The cookies themselves are not extremely sweet.  The level of sweetness is perfect when you top with some additional peanut butter however if you want a sweeter cookie, add a tablespoon of maple syrup.

Cookies for breakfast? Don’t mind if I do.

Vegan, Gluten-free Chocolate PB Breakfast Cookies

Yields: 12 cookies

1/3 c. raw buckwheat groats, ground into a powder (use a clean coffee grinder!)

1/4 c. ground flaxseed

1/4 c. almond meal

1 tsp. baking powder

2 Tbsp. cocoa powder

1 ripe banana, mashed

1 Tsp. vanilla extract

3 Tbsp. vanilla soymilk

1/4 c.  smooth natural peanut butter

maple syrup, if needed for sweetness

1 Tbsp.  smooth natural peanut butter + 1 tsp. soy milk for topping, mixed together (add more or less soy milk depending on the consistency you like.  I make my own peanut butter so it isn’t completely smooth, store bought peanut butter should get pretty smooth.)

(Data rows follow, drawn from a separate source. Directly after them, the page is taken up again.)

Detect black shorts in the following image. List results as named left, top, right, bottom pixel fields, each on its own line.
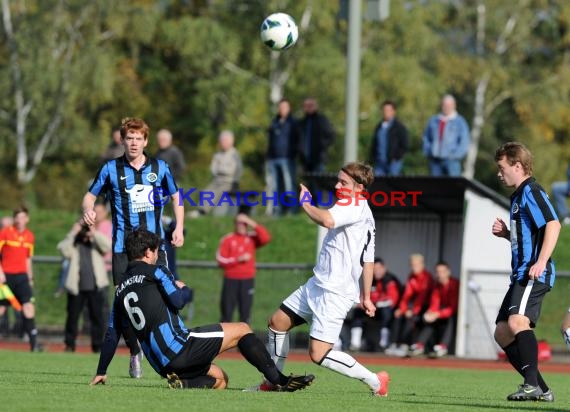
left=495, top=280, right=550, bottom=328
left=4, top=273, right=33, bottom=305
left=112, top=250, right=167, bottom=285
left=165, top=324, right=224, bottom=380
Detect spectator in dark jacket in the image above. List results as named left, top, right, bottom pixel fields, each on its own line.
left=298, top=97, right=335, bottom=174
left=551, top=165, right=570, bottom=225
left=155, top=129, right=186, bottom=182
left=266, top=98, right=300, bottom=216
left=369, top=100, right=409, bottom=176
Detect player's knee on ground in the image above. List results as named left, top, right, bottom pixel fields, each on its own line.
left=209, top=364, right=229, bottom=390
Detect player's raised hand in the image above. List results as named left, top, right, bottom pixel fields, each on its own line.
left=299, top=183, right=312, bottom=204
left=175, top=280, right=186, bottom=289
left=90, top=375, right=107, bottom=385
left=492, top=217, right=509, bottom=239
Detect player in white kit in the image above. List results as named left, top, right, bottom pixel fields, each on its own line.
left=251, top=162, right=389, bottom=396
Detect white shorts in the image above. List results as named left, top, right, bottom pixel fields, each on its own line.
left=282, top=277, right=354, bottom=343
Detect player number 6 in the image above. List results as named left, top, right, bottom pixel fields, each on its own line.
left=124, top=292, right=146, bottom=330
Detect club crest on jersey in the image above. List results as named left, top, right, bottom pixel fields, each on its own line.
left=146, top=172, right=158, bottom=183
left=512, top=203, right=519, bottom=214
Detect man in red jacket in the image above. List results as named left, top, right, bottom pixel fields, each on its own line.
left=385, top=254, right=433, bottom=356
left=409, top=261, right=459, bottom=357
left=216, top=213, right=271, bottom=323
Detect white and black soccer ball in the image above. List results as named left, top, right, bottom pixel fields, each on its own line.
left=260, top=13, right=299, bottom=51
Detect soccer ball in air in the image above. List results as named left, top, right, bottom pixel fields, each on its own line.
left=260, top=13, right=299, bottom=51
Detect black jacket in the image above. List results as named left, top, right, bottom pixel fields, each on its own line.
left=298, top=112, right=335, bottom=168
left=369, top=118, right=409, bottom=163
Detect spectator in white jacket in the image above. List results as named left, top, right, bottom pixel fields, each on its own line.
left=57, top=219, right=111, bottom=353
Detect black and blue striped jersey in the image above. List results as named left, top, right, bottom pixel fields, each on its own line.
left=509, top=177, right=558, bottom=287
left=98, top=261, right=192, bottom=376
left=89, top=154, right=178, bottom=253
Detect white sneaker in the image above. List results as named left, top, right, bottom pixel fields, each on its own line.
left=129, top=351, right=143, bottom=378
left=393, top=344, right=409, bottom=357
left=242, top=380, right=276, bottom=392
left=432, top=344, right=448, bottom=357
left=409, top=343, right=425, bottom=356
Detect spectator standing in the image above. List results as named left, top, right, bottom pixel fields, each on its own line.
left=58, top=220, right=111, bottom=353
left=189, top=130, right=243, bottom=217
left=409, top=261, right=459, bottom=357
left=0, top=206, right=42, bottom=352
left=385, top=254, right=433, bottom=357
left=155, top=129, right=186, bottom=182
left=369, top=100, right=409, bottom=176
left=216, top=213, right=271, bottom=323
left=551, top=165, right=570, bottom=225
left=422, top=95, right=470, bottom=176
left=298, top=97, right=335, bottom=175
left=266, top=99, right=300, bottom=216
left=100, top=128, right=124, bottom=164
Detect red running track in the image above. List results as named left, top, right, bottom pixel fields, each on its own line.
left=1, top=340, right=568, bottom=373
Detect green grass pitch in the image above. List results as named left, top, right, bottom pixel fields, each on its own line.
left=1, top=350, right=568, bottom=411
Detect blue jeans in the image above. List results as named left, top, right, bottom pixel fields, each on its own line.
left=374, top=160, right=403, bottom=176
left=267, top=158, right=295, bottom=215
left=429, top=158, right=462, bottom=177
left=551, top=181, right=569, bottom=219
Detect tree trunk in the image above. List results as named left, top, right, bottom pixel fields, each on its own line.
left=464, top=73, right=489, bottom=180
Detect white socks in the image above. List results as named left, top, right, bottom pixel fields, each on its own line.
left=380, top=327, right=390, bottom=349
left=350, top=327, right=363, bottom=350
left=267, top=327, right=289, bottom=371
left=563, top=328, right=570, bottom=352
left=320, top=350, right=379, bottom=391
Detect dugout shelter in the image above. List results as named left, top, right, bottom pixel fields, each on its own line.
left=307, top=174, right=512, bottom=359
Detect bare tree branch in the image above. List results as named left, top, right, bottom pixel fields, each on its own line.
left=223, top=60, right=268, bottom=84
left=24, top=7, right=89, bottom=183
left=485, top=90, right=512, bottom=118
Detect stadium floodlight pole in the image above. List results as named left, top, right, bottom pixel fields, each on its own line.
left=343, top=0, right=362, bottom=163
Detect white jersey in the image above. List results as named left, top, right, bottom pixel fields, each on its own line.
left=312, top=198, right=376, bottom=302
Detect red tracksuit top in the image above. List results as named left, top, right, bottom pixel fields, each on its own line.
left=398, top=269, right=434, bottom=315
left=427, top=277, right=460, bottom=319
left=216, top=225, right=271, bottom=279
left=370, top=273, right=401, bottom=309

1. Preheat oven to 375F and line a baking sheet with some parchment paper and set aside.

2. Combine the first 5 dry ingredients in a bowl and sift together until thoroughly mixed.

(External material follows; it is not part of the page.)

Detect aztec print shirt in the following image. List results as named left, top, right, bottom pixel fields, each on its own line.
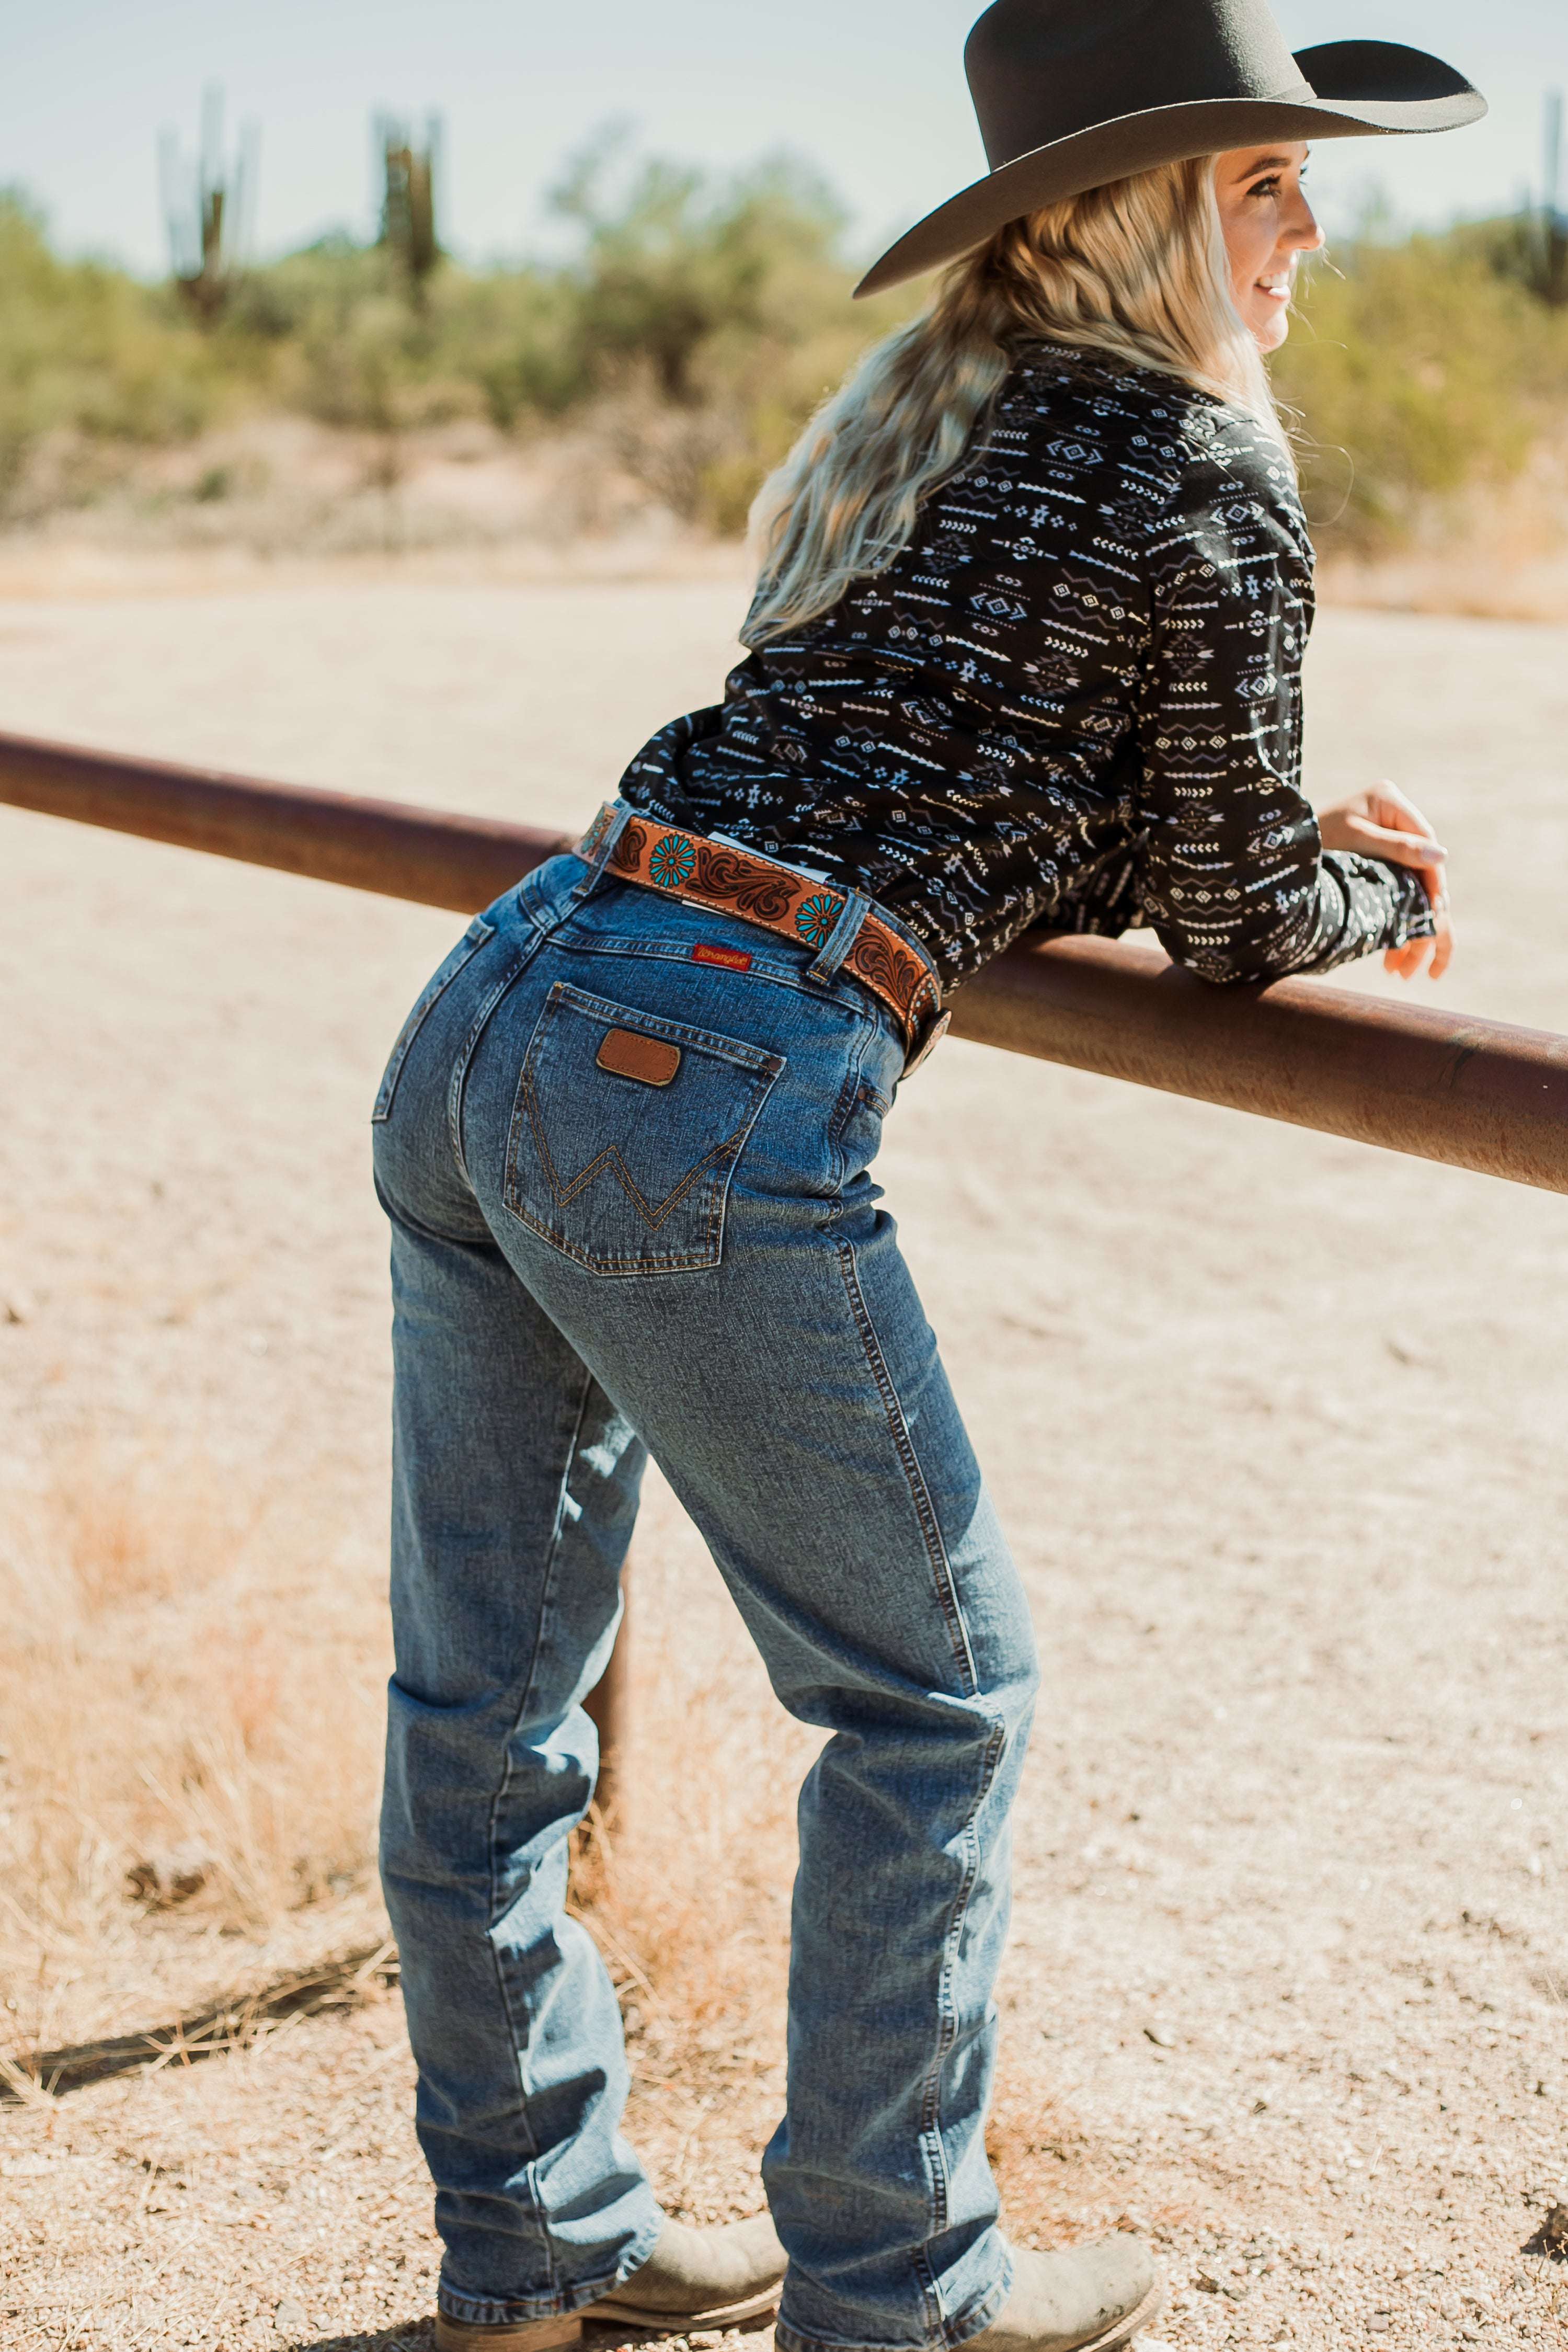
left=616, top=343, right=1433, bottom=996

3. Combine last 3 wet ingredients in another small bowl.

4. Add the wet to the dry and stir until you have a very sticky dough.  Add a bit more milk if your dough is still too dry.  It is going to be super sticky – gluten-free vegan dough is just that way.

5.  Scoop cookies by the table spoon (literally a spoon not tablespoon) onto the cookie sheet and using wet hands, press down slightly.

6. Bake for 10 minutes. Cool on cooling rack.

7. Once cool, frost with peanut butter topping if desired (I recommend it – it is so tasty).